Still, he said the longevity of such a system would depend on whether it delivers benefits to the public or merely protects entrenched interests.

If the arrangement balances elite interests with public welfare, he predicted it could endure for a decade. But if corruption and patronage dominate, the system could face serious backlash within a few years.

Nikorn: Slams blue regime rhetoric

No 'blue regime' narrative

Nikorn Chamnong, a party-list MP from BJT, dismissed the term as merely a political slogan designed to attack the party because blue is its official colour.

He said critics were attempting to create a public perception that the Senate and other institutions were aligned with BJT through simplistic political logic.

Mr Nikorn said accusations the party controls independent agencies or constitutional institutions are unfair and politically motivated.

"This is political rhetoric," he said. "It is an attempt to manufacture belief through repeated narratives."

He also criticised efforts to portray constitutional reform as already compromised before the drafting process has even begun, saying public consultations are still underway and critics are prematurely discrediting the process.

Mr Nikorn said Thailand remains governed by democratic means based on majority rule and warned against reducing every political development to colour-coded factional narratives.

Stithorn: Warns of CDA collusion

'Two uncles' and 'deal system'

Stithorn Thananithichot, a political scientist at Chulalongkorn University, offered perhaps the sharpest interpretation of the emerging system.

He said the "blue regime" does exist, but not as a project exclusive to BJT or its influential political patrons. Instead, he sees it as a continuation of the power structure established after the 2014 coup.

The original post-coup model centred around the "two uncles" -- former prime minister Gen Prayut Chan-o-cha and former deputy prime minister Gen Prawit Wongsuwon backed by the 2017 constitution, the Senate and networks embedded in state institutions.
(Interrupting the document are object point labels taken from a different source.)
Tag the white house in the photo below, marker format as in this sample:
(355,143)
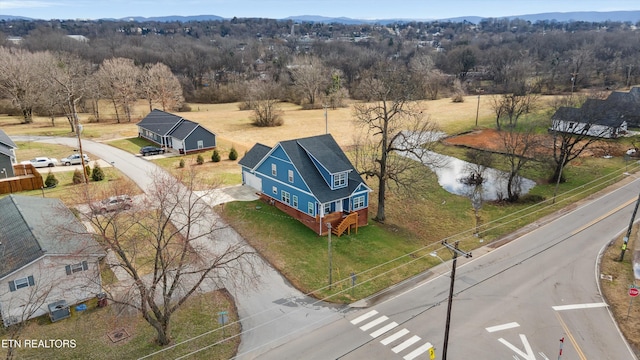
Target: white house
(46,256)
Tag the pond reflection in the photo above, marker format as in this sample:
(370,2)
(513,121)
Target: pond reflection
(452,175)
(494,185)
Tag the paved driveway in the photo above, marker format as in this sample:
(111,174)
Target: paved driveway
(273,311)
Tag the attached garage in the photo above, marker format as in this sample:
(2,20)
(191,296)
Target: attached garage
(252,180)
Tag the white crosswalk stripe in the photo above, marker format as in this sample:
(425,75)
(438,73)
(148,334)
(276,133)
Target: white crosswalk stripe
(394,337)
(364,317)
(373,323)
(383,329)
(417,352)
(412,340)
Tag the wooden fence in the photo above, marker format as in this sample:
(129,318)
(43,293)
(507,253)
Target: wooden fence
(26,178)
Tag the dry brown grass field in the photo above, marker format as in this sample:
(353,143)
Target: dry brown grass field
(234,125)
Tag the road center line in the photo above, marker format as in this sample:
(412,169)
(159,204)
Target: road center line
(578,306)
(571,338)
(502,327)
(603,217)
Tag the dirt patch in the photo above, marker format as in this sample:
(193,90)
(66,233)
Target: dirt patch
(492,140)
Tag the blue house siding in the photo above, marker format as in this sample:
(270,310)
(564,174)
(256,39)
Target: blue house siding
(326,175)
(5,163)
(283,167)
(200,133)
(151,136)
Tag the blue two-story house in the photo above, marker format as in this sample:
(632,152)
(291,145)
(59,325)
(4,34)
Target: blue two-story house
(310,179)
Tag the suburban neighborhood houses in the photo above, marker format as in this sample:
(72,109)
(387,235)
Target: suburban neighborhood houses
(175,133)
(310,179)
(607,118)
(7,155)
(309,188)
(46,256)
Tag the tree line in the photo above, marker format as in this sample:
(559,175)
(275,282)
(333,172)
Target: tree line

However, after the 2023 election weakened that model electorally, the system adapted.

"The uncle system no longer worked," he said. "So it evolved into a deal system."

Under his interpretation, post-election political arrangements were shaped through alliances between conservative establishment forces and former rivals, including factions associated with former premier Thaksin Shinawatra and the "red" political camp.

Although governments may change, the underlying institutional structure remains intact, he said.

He believes the coalition tied to establishment forces possesses enough parliamentary strength to steer constitutional reform largely on its own terms.

He warned the biggest risk lies not necessarily in the final referendum, but in the method used to select members of the CDA.

If the selection process is tightly controlled by political networks, Thailand could confront allegations similar to previous accusations of Senate collusion -- except this time involving the charter drafters themselves.